Fields [1,1], [1,2], [2,1] and [2,2] are filled with the average of the whole table we already had, in the graphics in orange - so the value there is \$\frac{272}{36}\$

Fields [1,3] to [2,6] and its swapped counterparts need simulated rerolls: the 1 could be 1 to 6 after all.
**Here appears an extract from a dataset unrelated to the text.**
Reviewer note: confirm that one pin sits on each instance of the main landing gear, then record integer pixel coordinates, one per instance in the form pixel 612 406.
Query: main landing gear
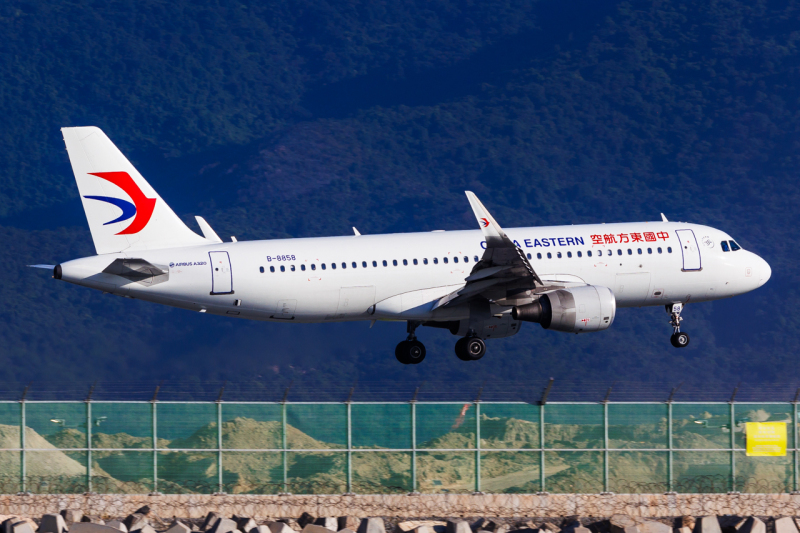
pixel 678 339
pixel 410 351
pixel 470 348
We can simulate that as the average outcome of the static die plus a roll of 1 to 6 (average 3.5), so the fields are as follows: $$[1,3],[3,1],[2,3],[3,2]=\frac{42}{6}\ ;\ [1,4],[4,1],[2,4],[4,2]=\frac{46}{6}$$ $$[1,5],[5,1],[2,5],[5,2]=\frac{51}{6}\ ;\ [1,6],[6,1],[2,6],[6,2]=\frac{57}{6}$$

The average damage output boosts to \$\frac{304.89}{36}=8.4691\$, an increase of 0.9136 compared to the no-reroll variant.

Replacing one of the 2d6

The same is true for the other method, we in effect need to have subcells for each rerolled chunk. Just the sum chunks are slichtly different. The average damage is \$\frac{394.56}{36}=10.96\$ - an increase of only about 0.488 compared to the no-reroll variant.